= David Shaw (painter) =

English painter

David Shaw (4 March 1952 – 27 December 1989) was an English painter, print-maker and lecturer.
==Biography==
The son of William Shaw by his wife Alice Frid, David Douglas Ernest Shaw was born in Kent, where he lived all his life. He was educated at Canterbury College of Art from 1970–73 and then returned there around 1984 as a lecturer in the Fine Art department and drawing tutor to Graphics Department.

==Art career==
Six of Shaw's paintings were exhibited in The Male Nude, A Modern View, at Homeworks in London, which ran from 15 November 1983 until January 1984.

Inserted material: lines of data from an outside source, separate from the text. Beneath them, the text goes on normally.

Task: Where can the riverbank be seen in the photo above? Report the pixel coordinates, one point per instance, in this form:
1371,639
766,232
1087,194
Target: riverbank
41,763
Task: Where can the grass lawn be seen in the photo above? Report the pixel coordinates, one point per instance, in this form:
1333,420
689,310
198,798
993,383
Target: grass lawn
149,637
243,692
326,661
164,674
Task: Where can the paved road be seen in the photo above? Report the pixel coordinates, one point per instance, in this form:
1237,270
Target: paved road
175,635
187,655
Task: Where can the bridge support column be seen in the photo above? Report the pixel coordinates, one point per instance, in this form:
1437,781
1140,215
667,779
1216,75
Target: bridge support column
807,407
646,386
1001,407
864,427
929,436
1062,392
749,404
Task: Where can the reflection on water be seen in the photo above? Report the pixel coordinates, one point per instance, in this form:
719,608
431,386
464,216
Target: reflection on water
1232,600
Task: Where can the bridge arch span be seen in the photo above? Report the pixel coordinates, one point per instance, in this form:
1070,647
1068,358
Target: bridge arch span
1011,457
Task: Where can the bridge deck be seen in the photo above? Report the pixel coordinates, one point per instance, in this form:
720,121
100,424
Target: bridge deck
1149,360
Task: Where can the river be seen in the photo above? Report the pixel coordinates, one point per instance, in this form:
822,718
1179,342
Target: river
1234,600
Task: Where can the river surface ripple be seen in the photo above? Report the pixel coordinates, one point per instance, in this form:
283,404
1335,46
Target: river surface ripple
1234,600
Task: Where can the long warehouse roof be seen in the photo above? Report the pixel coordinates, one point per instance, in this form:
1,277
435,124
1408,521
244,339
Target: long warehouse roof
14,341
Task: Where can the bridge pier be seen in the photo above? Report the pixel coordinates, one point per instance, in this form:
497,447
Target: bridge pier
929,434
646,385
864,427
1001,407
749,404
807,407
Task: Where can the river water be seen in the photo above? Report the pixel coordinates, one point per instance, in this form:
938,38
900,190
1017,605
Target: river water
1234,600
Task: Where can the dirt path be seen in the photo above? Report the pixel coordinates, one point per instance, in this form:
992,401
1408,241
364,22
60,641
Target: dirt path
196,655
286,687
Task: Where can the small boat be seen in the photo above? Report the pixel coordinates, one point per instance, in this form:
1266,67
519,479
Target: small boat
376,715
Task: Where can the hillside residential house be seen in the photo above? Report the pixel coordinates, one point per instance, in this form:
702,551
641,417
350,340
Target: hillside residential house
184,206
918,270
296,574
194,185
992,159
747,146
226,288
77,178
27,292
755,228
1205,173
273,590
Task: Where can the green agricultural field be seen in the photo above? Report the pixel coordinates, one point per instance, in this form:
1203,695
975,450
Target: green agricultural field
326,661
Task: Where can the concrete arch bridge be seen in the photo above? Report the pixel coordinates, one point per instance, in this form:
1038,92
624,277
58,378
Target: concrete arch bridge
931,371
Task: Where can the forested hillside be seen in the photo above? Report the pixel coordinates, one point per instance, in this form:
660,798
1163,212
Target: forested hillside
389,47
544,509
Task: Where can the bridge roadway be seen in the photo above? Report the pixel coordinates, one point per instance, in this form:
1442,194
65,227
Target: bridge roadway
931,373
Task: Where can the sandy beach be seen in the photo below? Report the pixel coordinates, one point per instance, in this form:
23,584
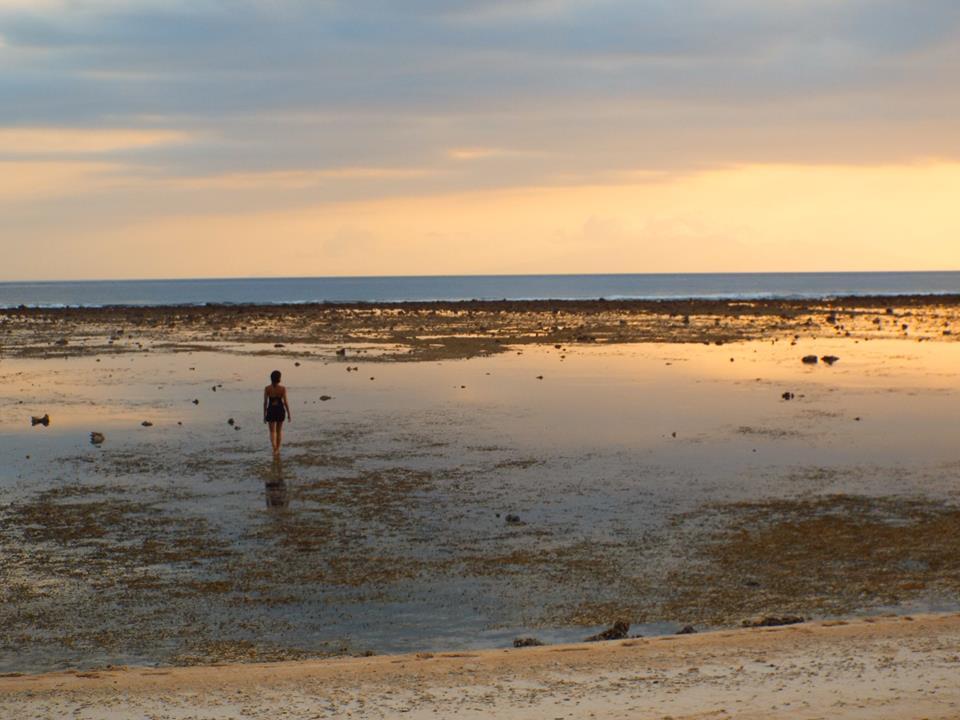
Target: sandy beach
901,667
460,475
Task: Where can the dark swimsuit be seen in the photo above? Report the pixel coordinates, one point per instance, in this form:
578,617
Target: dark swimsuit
275,410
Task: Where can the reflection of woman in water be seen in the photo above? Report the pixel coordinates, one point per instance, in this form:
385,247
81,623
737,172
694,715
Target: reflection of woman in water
275,409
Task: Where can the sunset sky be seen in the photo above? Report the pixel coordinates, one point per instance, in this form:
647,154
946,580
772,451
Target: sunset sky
193,138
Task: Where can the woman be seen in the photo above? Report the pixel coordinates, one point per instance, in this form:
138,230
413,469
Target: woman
275,409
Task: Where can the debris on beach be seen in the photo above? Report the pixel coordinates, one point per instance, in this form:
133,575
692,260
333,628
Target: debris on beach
773,621
618,631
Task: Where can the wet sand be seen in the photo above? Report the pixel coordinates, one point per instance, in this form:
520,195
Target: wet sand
462,474
445,330
905,668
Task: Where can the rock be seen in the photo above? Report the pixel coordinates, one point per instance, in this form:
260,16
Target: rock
618,631
773,621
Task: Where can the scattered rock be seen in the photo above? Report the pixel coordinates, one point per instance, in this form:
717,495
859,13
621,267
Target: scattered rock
773,621
617,632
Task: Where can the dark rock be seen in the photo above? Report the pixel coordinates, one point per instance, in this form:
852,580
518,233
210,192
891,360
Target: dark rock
773,621
617,632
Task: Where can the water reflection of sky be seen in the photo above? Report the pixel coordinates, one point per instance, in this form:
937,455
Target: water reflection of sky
419,465
590,400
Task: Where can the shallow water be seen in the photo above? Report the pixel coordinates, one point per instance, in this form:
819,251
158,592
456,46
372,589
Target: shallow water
383,527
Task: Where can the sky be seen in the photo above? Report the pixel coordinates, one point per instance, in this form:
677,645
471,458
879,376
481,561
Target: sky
201,138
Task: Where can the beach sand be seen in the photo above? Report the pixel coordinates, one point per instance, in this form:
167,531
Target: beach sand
905,668
656,468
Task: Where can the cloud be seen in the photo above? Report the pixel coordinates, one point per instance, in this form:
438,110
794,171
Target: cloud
70,141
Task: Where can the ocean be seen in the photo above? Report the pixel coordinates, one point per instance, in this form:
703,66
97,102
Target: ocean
475,287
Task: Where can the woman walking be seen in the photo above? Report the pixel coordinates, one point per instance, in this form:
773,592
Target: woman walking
275,410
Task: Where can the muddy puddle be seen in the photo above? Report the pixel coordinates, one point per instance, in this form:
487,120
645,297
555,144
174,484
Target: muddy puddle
458,504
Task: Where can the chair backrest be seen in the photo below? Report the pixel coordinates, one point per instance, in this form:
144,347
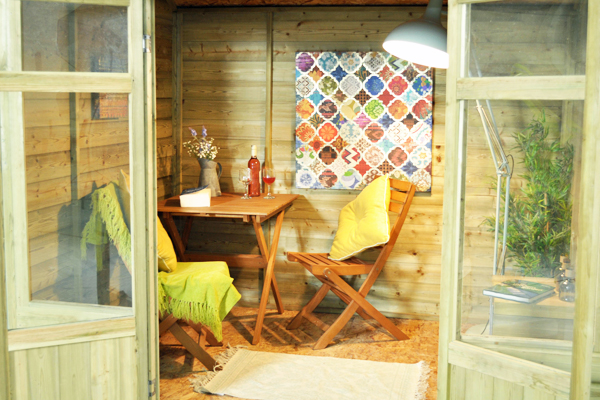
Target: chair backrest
402,193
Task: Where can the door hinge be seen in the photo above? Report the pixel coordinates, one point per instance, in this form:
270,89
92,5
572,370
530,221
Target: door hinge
147,46
151,388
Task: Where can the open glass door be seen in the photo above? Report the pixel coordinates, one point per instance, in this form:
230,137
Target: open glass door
78,201
517,258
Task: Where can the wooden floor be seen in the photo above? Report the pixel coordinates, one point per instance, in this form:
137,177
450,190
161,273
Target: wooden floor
360,339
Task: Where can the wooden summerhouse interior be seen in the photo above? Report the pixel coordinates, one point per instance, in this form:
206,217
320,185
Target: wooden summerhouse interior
229,66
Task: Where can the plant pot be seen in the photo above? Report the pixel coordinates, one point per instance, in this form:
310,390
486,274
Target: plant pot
209,176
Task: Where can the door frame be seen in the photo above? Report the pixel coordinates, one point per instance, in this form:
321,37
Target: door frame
460,88
142,320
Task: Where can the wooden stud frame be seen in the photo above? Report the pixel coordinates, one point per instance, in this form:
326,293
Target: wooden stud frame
454,351
75,323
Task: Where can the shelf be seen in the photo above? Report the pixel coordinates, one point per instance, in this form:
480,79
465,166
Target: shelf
551,307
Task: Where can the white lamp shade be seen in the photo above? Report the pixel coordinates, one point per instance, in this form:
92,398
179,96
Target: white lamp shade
421,41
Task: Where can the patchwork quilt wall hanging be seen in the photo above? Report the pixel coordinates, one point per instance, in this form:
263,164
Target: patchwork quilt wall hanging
362,115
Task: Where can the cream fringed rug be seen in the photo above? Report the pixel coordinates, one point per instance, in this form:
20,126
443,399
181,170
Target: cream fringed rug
276,376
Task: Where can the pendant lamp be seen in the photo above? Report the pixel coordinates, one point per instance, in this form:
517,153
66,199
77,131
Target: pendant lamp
422,41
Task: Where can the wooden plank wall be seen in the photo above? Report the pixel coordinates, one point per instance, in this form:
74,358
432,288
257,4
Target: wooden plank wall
165,151
101,369
101,148
67,153
224,89
473,385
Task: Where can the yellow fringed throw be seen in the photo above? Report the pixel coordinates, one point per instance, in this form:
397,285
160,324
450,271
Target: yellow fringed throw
198,291
107,210
201,292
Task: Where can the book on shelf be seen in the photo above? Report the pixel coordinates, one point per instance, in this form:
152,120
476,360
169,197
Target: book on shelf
520,290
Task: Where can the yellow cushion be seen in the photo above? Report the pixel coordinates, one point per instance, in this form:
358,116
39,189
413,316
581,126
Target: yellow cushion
363,222
125,196
167,260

Some of Shaw non-male nude paintings were rescued from The Mill House, Kennington, Ashford prior to the sale of the property in 2012. Untitled (Homage to Eduardo Luigi Paolozzi (1978)) this work is 24” x 24” acrylics on canvas. Another painting “Untitled” which is believed to be the only self-portrait of Shaw. He also made an untitled Painting believed to be an abstract portrait of HRH Queen Elizabeth.

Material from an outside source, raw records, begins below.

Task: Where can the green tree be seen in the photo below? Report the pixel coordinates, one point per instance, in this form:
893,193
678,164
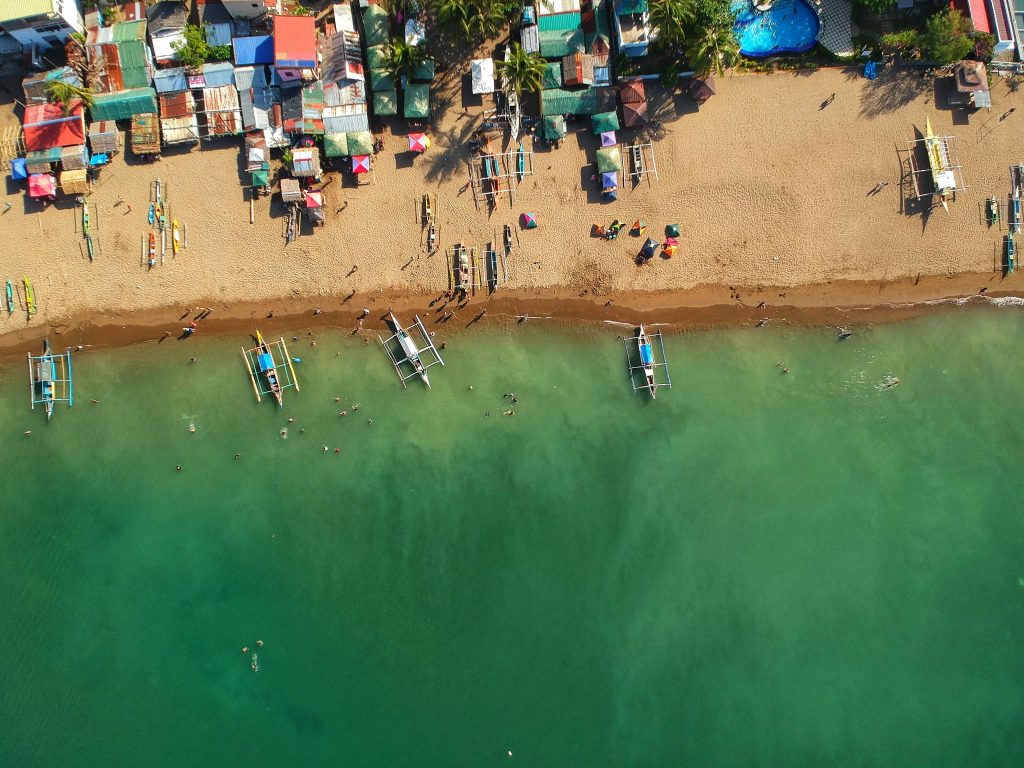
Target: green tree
401,58
714,49
672,18
947,37
522,70
65,94
472,18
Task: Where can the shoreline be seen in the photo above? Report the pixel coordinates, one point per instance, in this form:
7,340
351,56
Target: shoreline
702,308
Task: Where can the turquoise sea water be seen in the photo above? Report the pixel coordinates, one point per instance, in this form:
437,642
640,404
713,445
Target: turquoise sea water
757,569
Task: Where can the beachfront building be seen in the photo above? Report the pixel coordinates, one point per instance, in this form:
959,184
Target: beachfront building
41,24
995,17
633,31
167,24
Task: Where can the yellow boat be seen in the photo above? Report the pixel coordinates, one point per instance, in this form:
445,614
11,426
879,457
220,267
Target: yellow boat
941,165
30,296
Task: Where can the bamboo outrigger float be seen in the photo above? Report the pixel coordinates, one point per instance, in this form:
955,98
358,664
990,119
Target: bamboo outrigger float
411,352
50,379
268,376
643,365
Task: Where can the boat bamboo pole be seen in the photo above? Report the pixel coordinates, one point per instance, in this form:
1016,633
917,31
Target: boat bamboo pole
288,359
249,368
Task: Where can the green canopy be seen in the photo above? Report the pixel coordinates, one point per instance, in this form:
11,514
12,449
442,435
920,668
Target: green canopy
376,25
554,127
335,144
425,71
608,160
360,142
381,80
417,100
604,121
377,56
385,102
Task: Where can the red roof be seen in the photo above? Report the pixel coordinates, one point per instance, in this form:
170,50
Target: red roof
295,42
47,126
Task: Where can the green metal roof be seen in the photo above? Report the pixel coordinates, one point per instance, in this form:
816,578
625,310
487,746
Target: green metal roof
417,100
11,9
335,144
560,43
552,76
560,101
380,80
386,102
559,22
125,31
377,56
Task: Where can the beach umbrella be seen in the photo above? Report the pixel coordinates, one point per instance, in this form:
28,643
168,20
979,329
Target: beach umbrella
42,185
360,164
418,142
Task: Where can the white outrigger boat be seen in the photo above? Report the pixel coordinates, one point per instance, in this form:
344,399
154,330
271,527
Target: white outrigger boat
413,352
647,360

His painting, Reflections, Summer (1982), is in the collection of the Arts Council at the Southbank Centre, London.

In Art & Artists (1982) Edward Lucie-Smith described Shaw's paintings as "Having another dimension – they are not only prose, but poetry.... these pictures are therefore memorable not only for their remarkable technical accomplishment but because they leave such a long and lingering echo in our minds. The clean, powerful draughtsmanship which Shaw brought to these pictures [de Louville's Ebury gallery 1982] provided part of the inspiration for a mixed exhibition of male nudes, as the quality of his work, and also the response it received, suggested that the time had come for a reconsideration of the subject."

== Shaw Studio sale ==
Shaw's studio sale was held at Bonham's, London on 15 December 1994. The whole studio was divided by Bonham's into sixty lots, of oil and acrylic paintings, screenprints and serigraphs. They had been left to the Artists General Benevolent Fund. A short introduction to the catalogue was provided by fellow Kentish painter John Stanton Ward, RA (1917–2007), who began: "I used to see David Shaw bring his pictures to my son's workshop for framing and so came to know both him and his painting. A framer's a good place to meet painters and see their work..."

==Group exhibitions==
- RA 1976, no. 992, Wattle Hurdle, pencil;
- Galerie Mathilde, Amsterdam, 1979;
- Bede Gallery, Jarrow, 1979;
- P.S. Galleries, Dallas, 1981 & 1983;
- P.S. Galleries, Maine, 1982;
- 15 November 1983 - March 1984, six works in The Male Nude, A modern view, at Homeworks, Pimlico Road, London, organised by Francois de Louville, Mary-Rose Beaumont (chairman), John Russell-Taylor, Dr John George (editor of Art & Artists), Emmanuel Cooper, Edward Lucie-Smith, & Francois de Louville.

==Solo exhibitions==
- Aberbach Fine Art, 17 Savile Row, London, 1977, 1978, 1980;
- Ebury Gallery, 89 Ebury Street, London, 1982 L'homme et le Pantin;
- Thumb Gallery [Jill George], 20/21 D'Arbaly Street, Soho, London, 1985;
- Henley Festival, Pastoral Perspectives 1973-1985; in tandem with works by John Piper;
- Line Art Gallery (part of Art Line Magazine), 1-3 Garratt Lane, SW18, Serigraphs, January 1988.